New Italian restaurant coming to Depot Street

By Gail Geraghty
Staff Writer
Work will begin soon for an early spring opening of a new Italian restaurant on Depot Street, Bridgton, called the Vivo Country Italian Kitchen and Bar. The 30-seat restaurant and 18-seat bar will open as early as next March in the “red barn” building at 18A Depot Street, beside the Depot Street Tap House, across from the Bridgton Community Center.
The Bridgton Planning Board gave tentative approval to the project Tuesday. Owners James Burke and Joan Wilson hope to close on the property Dec. 1 with building owners Chuck and Pat Renneker, who also own the Tap House building.

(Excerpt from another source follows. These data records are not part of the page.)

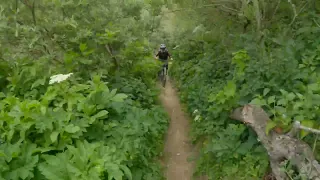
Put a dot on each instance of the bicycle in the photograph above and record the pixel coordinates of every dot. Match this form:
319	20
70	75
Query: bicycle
163	75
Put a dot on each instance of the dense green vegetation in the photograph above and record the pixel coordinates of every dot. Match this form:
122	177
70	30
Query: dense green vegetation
103	122
231	53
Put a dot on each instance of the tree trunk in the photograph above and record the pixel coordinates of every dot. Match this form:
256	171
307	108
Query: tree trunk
280	147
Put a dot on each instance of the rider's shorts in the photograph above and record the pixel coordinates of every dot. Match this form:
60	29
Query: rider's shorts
165	62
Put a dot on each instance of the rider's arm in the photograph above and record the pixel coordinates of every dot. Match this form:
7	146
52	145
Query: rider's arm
169	55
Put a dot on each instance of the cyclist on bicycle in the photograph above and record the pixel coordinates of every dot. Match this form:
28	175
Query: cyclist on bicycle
163	55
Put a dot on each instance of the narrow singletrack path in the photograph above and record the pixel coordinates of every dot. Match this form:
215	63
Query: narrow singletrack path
178	148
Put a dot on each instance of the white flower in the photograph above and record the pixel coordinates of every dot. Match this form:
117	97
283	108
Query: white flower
59	78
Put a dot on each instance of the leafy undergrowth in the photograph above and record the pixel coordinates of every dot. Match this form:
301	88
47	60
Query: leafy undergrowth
218	67
101	120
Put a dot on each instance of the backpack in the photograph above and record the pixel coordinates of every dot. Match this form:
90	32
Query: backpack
164	54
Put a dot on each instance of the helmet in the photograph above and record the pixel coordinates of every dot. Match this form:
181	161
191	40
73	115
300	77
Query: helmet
162	46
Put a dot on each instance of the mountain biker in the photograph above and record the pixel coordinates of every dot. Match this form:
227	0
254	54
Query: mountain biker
163	55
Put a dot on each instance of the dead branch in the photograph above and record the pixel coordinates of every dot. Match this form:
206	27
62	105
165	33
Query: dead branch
280	147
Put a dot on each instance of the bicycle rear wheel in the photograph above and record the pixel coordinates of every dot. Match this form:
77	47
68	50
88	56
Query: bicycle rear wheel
164	78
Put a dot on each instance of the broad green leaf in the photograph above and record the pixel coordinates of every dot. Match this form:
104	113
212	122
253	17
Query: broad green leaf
126	171
54	136
307	123
230	89
119	97
72	128
266	91
270	125
101	114
271	99
259	102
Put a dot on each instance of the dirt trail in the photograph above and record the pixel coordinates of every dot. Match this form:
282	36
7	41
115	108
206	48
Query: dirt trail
178	148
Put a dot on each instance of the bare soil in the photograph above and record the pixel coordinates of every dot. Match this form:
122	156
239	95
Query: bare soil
178	147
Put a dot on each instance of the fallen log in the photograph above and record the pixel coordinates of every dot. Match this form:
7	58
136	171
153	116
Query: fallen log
280	147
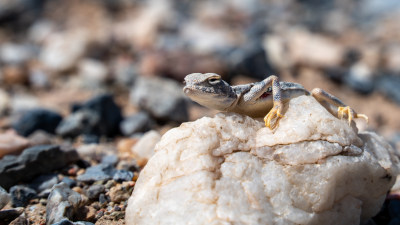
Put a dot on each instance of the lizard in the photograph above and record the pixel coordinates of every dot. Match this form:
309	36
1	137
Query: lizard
259	99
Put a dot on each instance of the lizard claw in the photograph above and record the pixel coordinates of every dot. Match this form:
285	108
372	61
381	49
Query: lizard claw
274	113
351	114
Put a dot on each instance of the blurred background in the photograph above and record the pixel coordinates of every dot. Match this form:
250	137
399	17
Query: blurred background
128	59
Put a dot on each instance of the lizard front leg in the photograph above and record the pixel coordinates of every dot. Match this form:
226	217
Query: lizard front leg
322	96
259	89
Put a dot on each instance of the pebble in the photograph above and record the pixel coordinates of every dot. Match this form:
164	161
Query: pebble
111	160
250	60
96	173
44	182
166	101
21	195
122	175
93	72
70	182
37	119
12	53
14	75
121	192
12	143
139	122
4	198
98	116
388	85
41	137
94	191
125	71
62	203
34	161
144	148
61	51
129	165
8	215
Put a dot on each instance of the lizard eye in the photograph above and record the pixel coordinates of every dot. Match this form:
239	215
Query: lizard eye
213	81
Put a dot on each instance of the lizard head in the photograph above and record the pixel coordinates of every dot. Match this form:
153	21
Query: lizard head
209	90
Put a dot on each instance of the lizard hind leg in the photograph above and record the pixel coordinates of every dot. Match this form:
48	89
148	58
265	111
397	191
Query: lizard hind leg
342	109
274	113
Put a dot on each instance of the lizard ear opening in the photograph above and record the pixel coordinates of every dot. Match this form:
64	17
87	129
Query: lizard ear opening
215	79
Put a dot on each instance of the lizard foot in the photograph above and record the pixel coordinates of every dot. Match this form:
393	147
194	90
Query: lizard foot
275	112
351	114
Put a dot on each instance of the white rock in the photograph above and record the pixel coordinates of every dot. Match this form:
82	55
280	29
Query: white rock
93	71
231	169
144	148
61	51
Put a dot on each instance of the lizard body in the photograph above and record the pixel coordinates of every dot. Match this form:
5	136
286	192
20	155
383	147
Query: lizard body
264	98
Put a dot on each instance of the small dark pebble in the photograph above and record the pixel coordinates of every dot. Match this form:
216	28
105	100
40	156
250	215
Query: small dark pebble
90	139
111	160
37	119
34	161
21	195
70	182
83	163
117	208
139	122
98	116
96	173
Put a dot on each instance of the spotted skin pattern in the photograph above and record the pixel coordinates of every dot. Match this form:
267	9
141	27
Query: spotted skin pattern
259	99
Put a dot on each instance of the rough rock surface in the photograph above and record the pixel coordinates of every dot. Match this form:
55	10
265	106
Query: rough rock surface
63	203
230	169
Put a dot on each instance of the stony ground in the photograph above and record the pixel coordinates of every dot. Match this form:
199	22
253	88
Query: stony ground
82	84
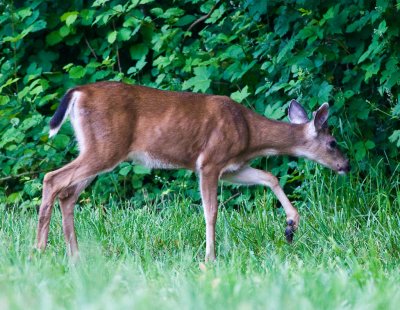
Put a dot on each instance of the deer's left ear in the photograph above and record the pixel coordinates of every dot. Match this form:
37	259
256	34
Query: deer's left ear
296	113
321	116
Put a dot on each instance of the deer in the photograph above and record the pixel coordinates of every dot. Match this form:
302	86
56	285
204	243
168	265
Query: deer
212	135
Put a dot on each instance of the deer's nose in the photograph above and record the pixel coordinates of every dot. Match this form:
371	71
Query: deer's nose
347	168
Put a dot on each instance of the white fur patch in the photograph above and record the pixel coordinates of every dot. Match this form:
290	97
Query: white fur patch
310	131
149	160
270	152
76	120
54	131
199	161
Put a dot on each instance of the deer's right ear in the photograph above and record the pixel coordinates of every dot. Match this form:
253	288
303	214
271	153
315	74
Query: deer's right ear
296	113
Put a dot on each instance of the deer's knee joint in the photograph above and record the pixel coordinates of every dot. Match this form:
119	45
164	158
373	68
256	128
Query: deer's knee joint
65	193
272	181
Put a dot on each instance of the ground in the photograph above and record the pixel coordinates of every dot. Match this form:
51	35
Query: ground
345	255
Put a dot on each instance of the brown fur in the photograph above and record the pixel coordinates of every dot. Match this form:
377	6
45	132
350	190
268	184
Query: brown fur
211	135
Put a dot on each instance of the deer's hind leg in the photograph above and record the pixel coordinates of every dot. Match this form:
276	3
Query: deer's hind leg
68	198
84	167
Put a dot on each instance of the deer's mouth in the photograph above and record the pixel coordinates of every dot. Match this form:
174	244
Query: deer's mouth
345	169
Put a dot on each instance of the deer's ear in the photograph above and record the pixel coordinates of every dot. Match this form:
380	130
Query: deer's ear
321	116
296	113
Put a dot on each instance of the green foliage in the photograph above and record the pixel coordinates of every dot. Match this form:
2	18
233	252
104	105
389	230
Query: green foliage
345	255
260	53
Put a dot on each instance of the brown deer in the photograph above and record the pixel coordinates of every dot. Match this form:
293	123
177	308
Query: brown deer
211	135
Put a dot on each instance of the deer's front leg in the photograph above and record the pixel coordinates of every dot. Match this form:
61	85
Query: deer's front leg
208	189
251	176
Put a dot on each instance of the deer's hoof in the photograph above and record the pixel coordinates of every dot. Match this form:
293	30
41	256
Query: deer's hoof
289	231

“We’ve owned a home in Bridgton for 10 years, and have always said we’d like to operate a restaurant in Bridgton at some point,” said Burke who, with his wife, has 35 years of restaurant experience with a similar-style eatery in Massachusetts. “We really like Depot Street, and we’ve had our eye on it for some time. Vivo will be an asset to downtown Bridgton, providing a new and inviting place for locals and visitors to meet and socialize.”
The 2,050-square-foot restaurant will be of an informal “Trattoria” style, with no formal menus and casual service of regional Italian food, local Maine craft beers and a large selection of Italian wine and spirits. It will be open Tuesday through Sunday from 4 to 10 p.m., and summer hours will include lunch. The façade will retain its original circa-1900 clapboard siding and trim, with attractive signage and lighting.
Board Chairman Steve Collins praised the development, saying the restaurant application “is completely consistent with what we we’re hoping to achieve on Depot Street, and I applaud the improvement of Depot Street.”
The project has been in the planning stages for many months, and was held up until a determination could be made of how much sewer allocation was needed. State law requires a 1,700-gallon-per-day wastewater allocation for restaurants of Vivo’s size, but Bridgton Selectmen agreed with the Wastewater Committee to waive that standard based on lesser requirements established for comparable restaurants in other states.
Several issues of contention arose in the course of the project’s review.
The first had to do with trash disposal. There is no driveway access to the rear of the building, and board members wondered how dumpster companies would navigate over the continuous sidewalk planned for that stretch of Depot Street as part of the current streetscape construction project.
Burke offered to use a small rolling dumpster, or a dumpster on wheels, and said he plans to compost garbage waste and recycle cardboard in order to minimize the amount of waste generated. Board member Dee Miller didn’t want to hold him to the promise of any one particular disposal method, so it was decided that a rolling dumpster or “equivalent functional trash receptacle” would be added as a condition of approval.
Burke said he and Tap House owner Carrye Castleman-Ross have discussed eventually creating a shared brick patio between the two buildings for outside seating. If so, such plans would require a separate Planning Board approval at a future date. Burke said he plans no entertainment “at this time,” and if he wished to provide it in the future he would need to get an entertainment license from the board of selectmen.
Corn Shop Trading Company owner Mark Grenda wrote to the board of his concern that the Vivo restaurant will create “another smoke-producing establishment that will be even closer to me.” He said people who can get quite loud are “smoking and hanging out on the deck of the Tap House” to such an extent now that “I cannot open windows in my apartments or sit on the porch.”
Collins said issues of noise and/or smoking “has nothing to do with the planning board; we don’t have jurisdiction. It is for the selectmen or the police department” to enforce any violations, he said. The site plan review ordinance does address excess noise, but only if it exceeds 70 decibels at the property boundaries.
Another concern was whether Burke should be required to pay the wastewater allocation fee prior to final planning board approval. Wastewater Committee member Glen “Bear” Zaidman said selectmen approved making such fee payments an approval condition but did not say when the policy was to become effective.
Burke said he was not willing to pay the fee until the allocation policy issues are fully clarified. The board agreed to make the fee payment a condition of final approval.
Signage concerns were also raised when it was realized that the property lies in the General Development I zone, where signs are allowed to be no larger than six square feet. However, two signs are allowed per building, so board member Fred Packard suggested the two signs could be placed side by side.
“Just have one sign say ‘Vi’ and the other sign say ‘Vo’,” Collins quipped. Asked if the sign limitation in the GD 1 district meant the Tap House’s sign was illegal, Code Enforcement Officer Robbie Baker said, “Probably.”